Message d’au revoir de la Consule générale

JPEG

Türkçe için tıklayın

Chers amis, Chers compatriotes,

L’heure est venue pour mon conjoint Olivier Bouquet et moi-même de vous dire au revoir.

Ces trois dernières années auront été intenses, et bien sûr marquées par les problématiques de sécurité et la tentative de coup d’Etat.

Nos deux pays ont été frappés par Daech, et la Turquie également par le PKK. Nous sommes unis dans la lutte contre le terrorisme, d’où qu’il vienne.

Naturellement, la sécurité de nos compatriotes, de nos écoles, de nos emprises, est la priorité de l’Ambassadeur Charles Fries, et la nôtre ici et avec nos consuls honoraires à Izmir, Bursa et Edirne.

Tout le consulat est mobilisé pour alerter, répondre, rassurer et je rends hommage à la mobilisation de mon équipe, et remercie également nos conseillers consulaires, Florence Öğütgen, Bernard Burgarella et Marie-Rose Koro pour leur appui.

En lien constant avec les autorités turques, nous avons considérablement renforcé notre sécurité. Nous continuerons de le faire, avec elles.

Nous nous sommes attachés au cours de ces trois années avec l’Ambassade et l’ensemble des services de l’Etat à Istanbul à représenter et à faire aimer, une France qui change, plus diverse, moderne et dynamique qu’on ne le pense parfois.

Une France qui aille vers nos amis turcs, une France qui s’adresse à l’ensemble de la société turque, sans exclusive, une France qui comme ses partenaires et alliés assume ses convictions et nos attentes sur les droits de l’homme et des femmes. Une France qui saisit toutes les opportunités de coopération avec la puissance émergente turque.

Je suis heureuse d’avoir inscrit notre présence à Istanbul dans la continuité mais aussi dans la nouveauté, avec des initiatives qui sont devenues des traditions : nous sommes allés contre certains préjugés, en montrant une laïcité ouverte avec notre « Nuit du ramadan », un iftar suivi d’une rencontre musicale ; nous avons joué avec les clichés positifs sur la France comme par exemple celui de la France pays de l’amour avec notre soirée « je t’aime / seni seviyorum » ou pays de la gastronomie avec la journée pâtisserie.

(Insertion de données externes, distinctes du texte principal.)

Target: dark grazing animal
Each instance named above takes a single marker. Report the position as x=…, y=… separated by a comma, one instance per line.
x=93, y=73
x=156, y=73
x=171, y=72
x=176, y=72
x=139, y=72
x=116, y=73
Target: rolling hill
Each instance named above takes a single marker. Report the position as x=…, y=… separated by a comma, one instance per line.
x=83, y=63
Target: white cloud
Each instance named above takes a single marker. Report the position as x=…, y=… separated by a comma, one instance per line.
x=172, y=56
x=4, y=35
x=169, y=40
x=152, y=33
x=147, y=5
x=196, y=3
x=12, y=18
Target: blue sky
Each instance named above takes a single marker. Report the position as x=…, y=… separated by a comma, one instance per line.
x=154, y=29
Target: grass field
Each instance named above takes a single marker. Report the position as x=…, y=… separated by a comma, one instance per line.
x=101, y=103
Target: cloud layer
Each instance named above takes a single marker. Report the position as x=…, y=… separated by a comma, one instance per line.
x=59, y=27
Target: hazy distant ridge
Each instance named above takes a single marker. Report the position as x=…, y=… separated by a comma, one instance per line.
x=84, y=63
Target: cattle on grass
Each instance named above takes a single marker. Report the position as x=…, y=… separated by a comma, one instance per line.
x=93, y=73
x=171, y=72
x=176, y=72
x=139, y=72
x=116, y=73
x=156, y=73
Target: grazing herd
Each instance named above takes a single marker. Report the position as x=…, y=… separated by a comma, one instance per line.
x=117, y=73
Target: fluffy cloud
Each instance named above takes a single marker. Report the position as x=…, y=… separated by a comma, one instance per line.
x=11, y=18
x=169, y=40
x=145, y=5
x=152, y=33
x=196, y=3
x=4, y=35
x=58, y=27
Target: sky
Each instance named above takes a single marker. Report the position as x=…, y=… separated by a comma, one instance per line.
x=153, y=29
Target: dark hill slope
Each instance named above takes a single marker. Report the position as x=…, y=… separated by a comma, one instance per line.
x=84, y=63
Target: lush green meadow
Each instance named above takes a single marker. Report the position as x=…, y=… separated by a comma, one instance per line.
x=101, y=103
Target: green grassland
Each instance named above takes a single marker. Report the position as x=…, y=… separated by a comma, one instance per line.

La liste est longue des activités développées ici avec les différents services et tout particulièrement l’institut français et Business France, car la promotion de notre influence sur le terrain culturel sert nos intérêts économiques et inversement.

Je suis tout particulièrement heureuse d’avoir mis à l’honneur nos compatriotes franco-turcs avec l’anniversaire de l’accord migratoire franco-turc, comme des nombreuses activités, souvent discrètes, parfois publiques, avec des femmes de différents horizons, conservateurs et laïcs, autour de thèmes d’intérêt commun.

Je retourne à Paris comme secrétaire générale du comité interministériel de prévention de la délinquance et de la radicalisation, sur des thématiques qui garderont la Turquie parmi mes centres d’intérêt.

Mon conjoint Olivier Bouquet continuera de venir régulièrement comme il l’a toujours fait dans le cadre de ses travaux sur l’Empire ottoman.

Mon successeur arrivera début septembre et l’intérim sera assuré par mon adjoint, Aurélien Maillet.

La Turquie et notre communauté française ont traversé d’autres périodes de tensions, et ont toujours su les dépasser.

A nos amis turcs, je voudrais dire d’avoir confiance dans la société civile turque et l’avenir de la Turquie. Et si je n’ai qu’un message envers la communauté française, ce serait d’être fier d’être Français ici en Turquie.

A tous, je sais que nous pourrons continuer de compter sur votre amitié pour faire rayonner la France ici.

Comme dit le poète, « quand on aime, il faut partir », et comme on dit en turc, bon courage à nous tous.